# Figure Skating Bloopers



## David Baxter PhD (Feb 18, 2010)

YouTube - My Montage about Figure Skating Falls

YouTube - Ouch On Ice: 2008 Olympics Preview

YouTube - Ice Skating Bloopers!


----------



## Retired (Feb 18, 2010)

O-U-C-H!  I had trouble _sitting_ through that!


----------



## Domo (Feb 19, 2010)

They do a good job of not slicing up their limbs :lol:

I am impressed by how quickly they get back up too, i would be like this

YouTube - Family Guy - Peter's Knee


----------



## David Baxter PhD (Feb 19, 2010)

Lois does it too:

YouTube - Lois Falls

Nancy Kerrigan did it differently:

YouTube - NANCY KERRIGAN ATTACK DETROIT 1994


----------



## Domo (Feb 19, 2010)

:lol: Lois.

I forgot about that Nancy Kerrigan thing. How horrible.


----------



## David Baxter PhD (Feb 19, 2010)

It was. On the other hand, Kerrigan went on to further success. Harding went on to... well, notoriety and infamy, including celebrity boxing and other attention-seeking ventures and a new phrase in American usage: President Obama not all that long ago talked about "not pulling a Tonya Harding".
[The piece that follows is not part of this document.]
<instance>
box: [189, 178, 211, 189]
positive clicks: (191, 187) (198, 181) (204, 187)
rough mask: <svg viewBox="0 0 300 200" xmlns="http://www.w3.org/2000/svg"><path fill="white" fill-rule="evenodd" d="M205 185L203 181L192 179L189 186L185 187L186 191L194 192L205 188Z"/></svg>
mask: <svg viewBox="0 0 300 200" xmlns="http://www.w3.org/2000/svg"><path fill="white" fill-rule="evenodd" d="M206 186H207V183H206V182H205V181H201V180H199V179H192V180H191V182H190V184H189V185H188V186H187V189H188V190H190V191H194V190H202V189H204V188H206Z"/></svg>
http://www.youtube.com/watch?v=BNgeWDir404


----------



## Domo (Feb 19, 2010)

Well she's an interesting character


----------



## Murray (Feb 23, 2010)

I'm watching the women's figure skating program right now and I have to say that it amazes me what they can do. I'm lucky if I can just walk without tripping over my feet :lol:

I am ashamed to admit that I did get quite a giggle from those blooper clips, though.


----------



## Domo (Feb 23, 2010)

Murray said:


> I'm lucky if I can just walk without tripping over my feet :lol:


:lol: 

Don't be ashamed to admit that you giggled, we all did the same thing  .....well i did anyway!


----------



## Murray (Feb 23, 2010)

I just figure that since I could barely walk, it was pretty lousy of me to laugh when someone falls doing a quad on ice. But I did 

I have to say that I also got a kick out of the "Lois Falls" Family Guy clip above.


----------



## Domo (Feb 23, 2010)

Hehe yeah, i love Family Guy. In one of their Star Wars movies there was a giant camel robot thing that fell over and did the same thing :lol:

I tried to find a video of it but couldn't see it.


----------



## Banned (Feb 24, 2010)

I remember taking figure skating lessons when I was a kid.  Actually, that should be figure skating "lesson".  I pretty much knew after the first one that this wasn't really my calling, so I quit.  I did gymnastics instead.

I broke my leg in three places a few years ago simply walking on ice.  I can't imagine trying to do spins and flips and twirls.  I'm almost convinced they're crazy :lol:.


----------